Après cette finale à Rabat, l’émotion n’a pas circulé de façon “pure”. Elle a été prise dans un mélange de frustration, d’injustice ressentie, de fierté blessée et de bruit.
Dans les salons, les cafés, et surtout sur les réseaux, une mécanique s’estmise en route. Ce n’est ni une “folie passagère”, ni une fatalité culturelle. C’est une cartographie de réflexes : ce qui remonte quand l’enjeu devient national, quand on s’est projeté trop fort, quand la déception cherche une sortie.
La première réaction est souvent l’exigence, puis la punition. Perdre n’est plus un aléa du sport : cela ressemble à une faute. Les “il fallait”, “inadmissible”, “hchouma” arrivent vite. On cherche un responsable, on réclame des comptes, on veut une explication immédiate. Parfois, ce n’est pas pour comprendre le jeu ; c’est pour calmer l’impuissance. Le problème, c’est que l’exigence devient vite humiliation : on ne critique plus une action, on attaque une personne.
Sous la sévérité, il y a souvent une inquiétude plus ancienne : celle de paraître “moins” aux yeux du monde — moins moderne, moins solide, moins compétent. Le Maroc s’est longtemps comparé à d’autres puissances, et cette comparaison a laissé une trace : une sensibilité au regard extérieur. Même quand le pays réussit, une partie de nous continue à se juger durement “par prévention”, comme si se punir allait empêcher la honte. Or c’est un piège : cette honte ne protège pas. Elle transforme la déception en amertume et abîme la confiance.

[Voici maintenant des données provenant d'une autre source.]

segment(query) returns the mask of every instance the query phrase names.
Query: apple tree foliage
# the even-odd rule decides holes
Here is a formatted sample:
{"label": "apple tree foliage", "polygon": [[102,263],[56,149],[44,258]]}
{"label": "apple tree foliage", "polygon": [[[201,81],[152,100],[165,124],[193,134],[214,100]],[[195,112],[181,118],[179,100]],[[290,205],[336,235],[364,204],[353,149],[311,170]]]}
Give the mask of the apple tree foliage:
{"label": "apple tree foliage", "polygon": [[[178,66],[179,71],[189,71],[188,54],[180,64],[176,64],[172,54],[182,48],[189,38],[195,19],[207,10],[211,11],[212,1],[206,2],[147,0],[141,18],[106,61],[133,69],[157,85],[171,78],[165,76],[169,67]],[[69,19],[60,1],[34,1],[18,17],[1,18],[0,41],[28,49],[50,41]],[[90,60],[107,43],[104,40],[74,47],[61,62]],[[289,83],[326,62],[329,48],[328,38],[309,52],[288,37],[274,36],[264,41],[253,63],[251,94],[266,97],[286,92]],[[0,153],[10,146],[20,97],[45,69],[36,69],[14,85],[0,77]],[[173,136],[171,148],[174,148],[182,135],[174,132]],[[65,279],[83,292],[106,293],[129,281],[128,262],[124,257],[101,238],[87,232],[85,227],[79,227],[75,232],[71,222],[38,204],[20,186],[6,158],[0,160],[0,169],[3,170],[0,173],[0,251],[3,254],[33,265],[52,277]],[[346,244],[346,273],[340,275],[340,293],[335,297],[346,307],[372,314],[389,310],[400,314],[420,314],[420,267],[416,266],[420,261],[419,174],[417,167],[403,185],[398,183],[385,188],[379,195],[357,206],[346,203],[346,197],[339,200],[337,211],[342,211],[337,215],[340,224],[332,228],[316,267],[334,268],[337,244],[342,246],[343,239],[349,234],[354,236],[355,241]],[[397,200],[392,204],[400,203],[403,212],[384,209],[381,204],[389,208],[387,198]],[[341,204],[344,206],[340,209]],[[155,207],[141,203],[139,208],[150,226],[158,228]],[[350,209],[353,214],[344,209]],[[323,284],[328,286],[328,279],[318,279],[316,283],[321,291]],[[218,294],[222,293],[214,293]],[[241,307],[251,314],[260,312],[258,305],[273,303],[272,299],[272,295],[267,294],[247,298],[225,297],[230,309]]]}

Puis vient une réaction plus discrète : le don de soi. Le Maroc accueille, sur-investit l’honneur de l’invité, met la barre très haut. C’est une force culturelle. Mais quand ce réflexe devient automatique, il épuise : l’effort est pris pour acquis, le succès est minimisé, la reconnaissance manque, et l’injustice remonte. En amazigh, on dit : “Nsskchem tid y ssoufghakh ” — je les ai fait entrer, ils m’ont fait sortir. Cette phrase résume une blessure : donner beaucoup, puis se sentir déçu du retour.
On peut faire une hypothèse : ces réflexes sont des protections construites dans un passé d’incertitudes, de ruptures, de compétition pour exister. Dans ces contextes, on apprend à prouver, sur-performer, sur-donner. Ce ne sont pas des défauts : ce sont des stratégies. Mais une stratégie devient un piège quand elle continue à fonctionner alors que le contexte change.
La question n’est pas d’interdire la colère, ni d’imposer un calme artificiel. La question est : que faisons-nous de l’émotion collective ? Est-ce qu’on la transforme en violence verbale et en honte, ou est-ce qu’on apprend à rester exigeants sans devenir cruels ?
On peut garder l’ambition sportive, mais enlever le tribunal. Garder la fierté, mais desserrer la honte. Garder l’accueil, mais avec des limites. C’est peut-être cela, la dignité : se regarder en face, reconnaître l’effort, et rester humains.